Methods and Results: We investigated DC in a total of 100 patients undergoing direct PCI for a first ST-segment elevation MI. Acceleration capacity (AC) and DC were determined before reperfusion, during the initial 2 hours after reperfusion, hours 12 and 20 after reperfusion from Holter-ECG-recordings started on hospital admission. After PCI, DC constantly increased within the following 12 hours and remained stable within the entire recording period (DC before PCI 3.8 ± 0.3ms vs. DC after 12 hours 5.3 ± 0.3ms; p<0.001). Likewise, AC constantly decreased after PCI, also exhibiting stable values after hour 12 (AC before PCI −3.9 ± 0.3ms vs. AC after 12 hours −5.9 ± 0.4ms; p<0.001).
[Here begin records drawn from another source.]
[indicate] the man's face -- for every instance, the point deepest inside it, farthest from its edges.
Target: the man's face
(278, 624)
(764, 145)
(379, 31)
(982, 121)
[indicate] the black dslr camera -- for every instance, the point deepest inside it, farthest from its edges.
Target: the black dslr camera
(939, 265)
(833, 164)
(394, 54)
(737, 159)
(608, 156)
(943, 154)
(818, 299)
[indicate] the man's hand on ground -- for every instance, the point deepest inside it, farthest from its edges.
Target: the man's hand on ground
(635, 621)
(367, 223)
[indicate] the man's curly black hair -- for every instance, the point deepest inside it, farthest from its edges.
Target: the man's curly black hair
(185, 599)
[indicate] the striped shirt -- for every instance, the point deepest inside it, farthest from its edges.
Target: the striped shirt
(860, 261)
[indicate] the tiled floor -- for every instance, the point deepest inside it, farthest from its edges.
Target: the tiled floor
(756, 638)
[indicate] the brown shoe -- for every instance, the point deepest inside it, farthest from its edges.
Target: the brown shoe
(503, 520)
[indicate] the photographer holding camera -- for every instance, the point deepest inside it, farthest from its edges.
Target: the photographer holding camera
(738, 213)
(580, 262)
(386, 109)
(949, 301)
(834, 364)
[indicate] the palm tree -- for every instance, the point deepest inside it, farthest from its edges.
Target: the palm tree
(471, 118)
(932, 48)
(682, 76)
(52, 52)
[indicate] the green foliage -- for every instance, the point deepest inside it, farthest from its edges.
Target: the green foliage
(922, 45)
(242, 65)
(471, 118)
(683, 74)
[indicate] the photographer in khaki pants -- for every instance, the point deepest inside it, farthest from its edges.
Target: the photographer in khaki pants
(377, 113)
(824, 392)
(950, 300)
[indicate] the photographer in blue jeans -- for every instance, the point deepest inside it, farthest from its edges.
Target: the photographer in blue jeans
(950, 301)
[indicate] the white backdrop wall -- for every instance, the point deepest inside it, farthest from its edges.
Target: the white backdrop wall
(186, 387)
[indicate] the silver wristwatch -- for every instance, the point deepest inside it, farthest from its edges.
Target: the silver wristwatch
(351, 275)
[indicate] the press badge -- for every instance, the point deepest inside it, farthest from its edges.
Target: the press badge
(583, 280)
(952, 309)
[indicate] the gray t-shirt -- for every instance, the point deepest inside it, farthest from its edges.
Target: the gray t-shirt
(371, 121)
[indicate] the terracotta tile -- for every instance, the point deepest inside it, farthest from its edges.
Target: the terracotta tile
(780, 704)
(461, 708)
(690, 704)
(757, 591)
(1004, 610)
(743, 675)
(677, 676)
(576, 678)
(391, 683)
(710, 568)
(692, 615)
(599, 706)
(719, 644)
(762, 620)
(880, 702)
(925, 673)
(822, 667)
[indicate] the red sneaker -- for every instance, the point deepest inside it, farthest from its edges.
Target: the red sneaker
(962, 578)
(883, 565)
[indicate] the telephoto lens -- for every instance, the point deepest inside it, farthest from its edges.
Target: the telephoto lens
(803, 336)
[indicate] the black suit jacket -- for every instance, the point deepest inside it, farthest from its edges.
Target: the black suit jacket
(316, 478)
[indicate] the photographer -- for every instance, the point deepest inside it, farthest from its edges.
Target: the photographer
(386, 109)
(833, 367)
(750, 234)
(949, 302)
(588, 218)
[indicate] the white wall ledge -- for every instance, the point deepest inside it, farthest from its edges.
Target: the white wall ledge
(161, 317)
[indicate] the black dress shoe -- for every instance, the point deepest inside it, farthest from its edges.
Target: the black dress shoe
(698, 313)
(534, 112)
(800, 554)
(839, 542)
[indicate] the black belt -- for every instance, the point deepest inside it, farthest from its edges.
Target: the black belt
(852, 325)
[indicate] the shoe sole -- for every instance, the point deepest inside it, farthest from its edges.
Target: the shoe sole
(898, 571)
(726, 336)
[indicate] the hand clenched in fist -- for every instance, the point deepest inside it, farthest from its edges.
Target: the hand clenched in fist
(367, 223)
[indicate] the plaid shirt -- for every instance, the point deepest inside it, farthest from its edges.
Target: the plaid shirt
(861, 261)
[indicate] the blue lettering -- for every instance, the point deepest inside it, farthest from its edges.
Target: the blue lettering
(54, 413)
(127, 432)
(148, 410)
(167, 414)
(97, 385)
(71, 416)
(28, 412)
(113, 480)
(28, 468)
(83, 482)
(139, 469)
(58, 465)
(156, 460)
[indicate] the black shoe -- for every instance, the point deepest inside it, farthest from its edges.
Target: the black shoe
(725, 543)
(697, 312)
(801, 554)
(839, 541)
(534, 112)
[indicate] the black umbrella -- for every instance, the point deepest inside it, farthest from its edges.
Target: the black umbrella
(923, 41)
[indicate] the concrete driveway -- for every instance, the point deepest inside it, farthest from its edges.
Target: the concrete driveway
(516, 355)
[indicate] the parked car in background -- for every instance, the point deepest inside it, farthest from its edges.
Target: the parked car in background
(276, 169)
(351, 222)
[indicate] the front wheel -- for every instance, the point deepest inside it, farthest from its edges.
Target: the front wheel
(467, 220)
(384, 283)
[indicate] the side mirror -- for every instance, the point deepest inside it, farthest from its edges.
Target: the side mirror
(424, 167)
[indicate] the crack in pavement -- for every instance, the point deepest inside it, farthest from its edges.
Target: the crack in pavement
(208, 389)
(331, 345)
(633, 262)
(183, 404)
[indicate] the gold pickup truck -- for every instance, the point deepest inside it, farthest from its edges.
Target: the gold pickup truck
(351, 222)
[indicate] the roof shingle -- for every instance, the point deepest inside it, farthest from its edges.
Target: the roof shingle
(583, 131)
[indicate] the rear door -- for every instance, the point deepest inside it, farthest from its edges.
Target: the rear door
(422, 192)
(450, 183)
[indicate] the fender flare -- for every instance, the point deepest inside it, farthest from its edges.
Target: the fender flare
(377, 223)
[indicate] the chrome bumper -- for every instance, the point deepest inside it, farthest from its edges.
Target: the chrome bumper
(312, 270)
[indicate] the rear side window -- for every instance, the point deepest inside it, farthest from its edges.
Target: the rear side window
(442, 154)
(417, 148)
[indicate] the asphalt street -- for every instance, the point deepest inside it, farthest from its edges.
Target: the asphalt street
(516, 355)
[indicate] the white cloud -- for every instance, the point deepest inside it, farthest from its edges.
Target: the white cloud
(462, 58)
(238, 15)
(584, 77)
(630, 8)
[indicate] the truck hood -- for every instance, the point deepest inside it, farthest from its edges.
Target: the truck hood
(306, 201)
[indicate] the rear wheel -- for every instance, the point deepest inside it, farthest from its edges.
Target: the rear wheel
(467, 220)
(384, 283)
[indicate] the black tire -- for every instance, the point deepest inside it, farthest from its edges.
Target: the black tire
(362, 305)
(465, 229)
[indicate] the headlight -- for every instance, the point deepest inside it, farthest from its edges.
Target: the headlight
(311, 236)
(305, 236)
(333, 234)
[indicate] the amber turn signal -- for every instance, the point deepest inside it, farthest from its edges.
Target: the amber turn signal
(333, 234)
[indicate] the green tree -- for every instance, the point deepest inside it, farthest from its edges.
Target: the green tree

Conclusion: The improvement of DC and AC after reperfusion is a previously unreported effect of early PCI for acute MI. In contrast to reflex cardiac autonomic modulation (i.e. baroreflex sensitivity), which has been shown to significantly increase within the initial hour after reperfusion, the characteristic time courses of DC and AC after PCI suggests a slow and constant recovery of tonic cardiac vagal modulation within 12 hours after reperfusion.